I did a radio interview last Saturday talking about the IT job market. We covered the standard message points: lots of open jobs in some regions but very few in others, not enough skilled people to fill them wherever they seem to be, and employers being very picky and specific about who they are hiring. But the point I kept coming back to in my own mind was when will the U.S. labor market hit a tipping point?
Unemployment is almost always a lagging indicator during post-recession periods of growth. Employers keep things close to the vest, having found they tread water with fewer resources. At some point, however, the outlook turns and they begin to focus on growth, new opportunities and the staff they need to take advantage of them.
Each quarter we release our IT business confidence index and one of the main components of the measure is intent to hire. We break it down by size of company to get an even more detailed picture.
Quarter after quarter the results keep showing the same thing, consistent intent to hire, even growing intent among small and medium IT firms, but where’s the follow-through? Where’s the tipping point?
A common misperception about IT jobs is that everyone working in IT is working for an IT company, and in particular a big name Fortune 500 IT standard-bearer. The reality is at the other end of the spectrum. Most people in IT work in an IT job for a non-IT company or they work for a small IT shop serving mostly other small companies.
This phenomenon diffuses the market and keeps it as stable and attractive a profession as one could hope for. Skilled IT professionals are highly valued and always in demand. But where is the tipping point signaling growth of opportunity for hundreds of thousands of new entrants to the IT workforce? We need confidence in small businesses of all shapes and sizes to power IT job growth.

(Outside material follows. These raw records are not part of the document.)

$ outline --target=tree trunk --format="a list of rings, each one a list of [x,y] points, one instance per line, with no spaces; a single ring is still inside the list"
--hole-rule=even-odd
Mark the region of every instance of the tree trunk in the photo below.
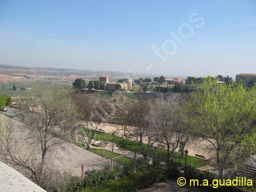
[[[182,158],[184,158],[184,146],[182,146],[180,149]]]
[[[167,146],[167,164],[169,165],[170,163],[170,146]]]

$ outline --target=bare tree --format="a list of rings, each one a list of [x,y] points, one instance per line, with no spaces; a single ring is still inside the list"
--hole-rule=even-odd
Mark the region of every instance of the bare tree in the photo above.
[[[126,135],[139,144],[145,159],[147,157],[148,150],[156,142],[154,129],[148,119],[149,109],[148,101],[135,99],[131,102],[126,113],[129,124],[126,128]]]
[[[32,153],[28,156],[24,156],[19,153],[17,145],[8,147],[6,147],[8,145],[3,145],[1,147],[5,149],[8,155],[2,156],[1,158],[9,163],[25,167],[39,184],[45,170],[46,155],[50,149],[60,144],[61,141],[56,138],[63,136],[65,132],[63,127],[67,128],[65,125],[67,121],[74,120],[78,114],[69,90],[49,89],[40,83],[33,85],[33,92],[30,92],[30,95],[27,98],[27,102],[22,103],[24,106],[21,108],[30,109],[24,121],[33,127],[30,129],[30,138],[25,139],[29,141],[32,139],[33,142],[30,141],[30,146],[38,149],[40,152],[36,155]],[[24,131],[26,128],[24,128]],[[9,129],[11,131],[8,131],[11,135],[13,129]],[[7,144],[10,143],[8,141],[11,139],[10,136],[2,136],[2,140],[5,140]],[[15,144],[17,142],[13,142]],[[13,155],[15,153],[14,151],[17,154]]]
[[[185,135],[184,102],[182,98],[174,94],[158,98],[150,105],[152,124],[158,133],[158,142],[166,146],[168,163]]]
[[[100,106],[101,102],[91,94],[79,94],[75,95],[74,97],[86,123],[86,127],[81,127],[80,130],[89,149],[102,122],[102,116],[97,110],[97,107]]]

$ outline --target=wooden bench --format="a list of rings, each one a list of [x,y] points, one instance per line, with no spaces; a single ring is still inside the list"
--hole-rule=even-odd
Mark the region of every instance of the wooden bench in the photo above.
[[[161,145],[161,144],[158,144],[157,145],[159,147],[165,148],[165,146],[164,145]]]
[[[83,141],[83,138],[82,137],[78,137],[78,139],[79,140],[80,140]]]
[[[205,158],[205,157],[204,157],[204,155],[198,155],[197,154],[195,154],[196,155],[196,157],[201,157],[201,158]]]

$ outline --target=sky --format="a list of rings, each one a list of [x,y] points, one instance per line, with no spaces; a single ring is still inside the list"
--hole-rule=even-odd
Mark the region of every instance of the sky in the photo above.
[[[0,64],[256,73],[256,0],[0,0]]]

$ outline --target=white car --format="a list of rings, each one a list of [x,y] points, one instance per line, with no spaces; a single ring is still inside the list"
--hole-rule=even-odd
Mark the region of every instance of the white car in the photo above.
[[[8,111],[8,109],[6,107],[4,107],[3,109],[3,111]]]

I don’t have all the answers, but I can say a tipping point can’t be reached entirely by innovation in IT offerings. Cloud computing, the need for greater security, sophisticated mobile devices and social media have all created great opportunities to morph business models and change paradigms, setting the stage for the future. Those tremendous innovations alone cannot muster confidence in a small business CEO, loosen the purse strings of banks, or magically bring a moribund national psyche to the simultaneous consensus that tomorrow will be better, and the day after and the day after that.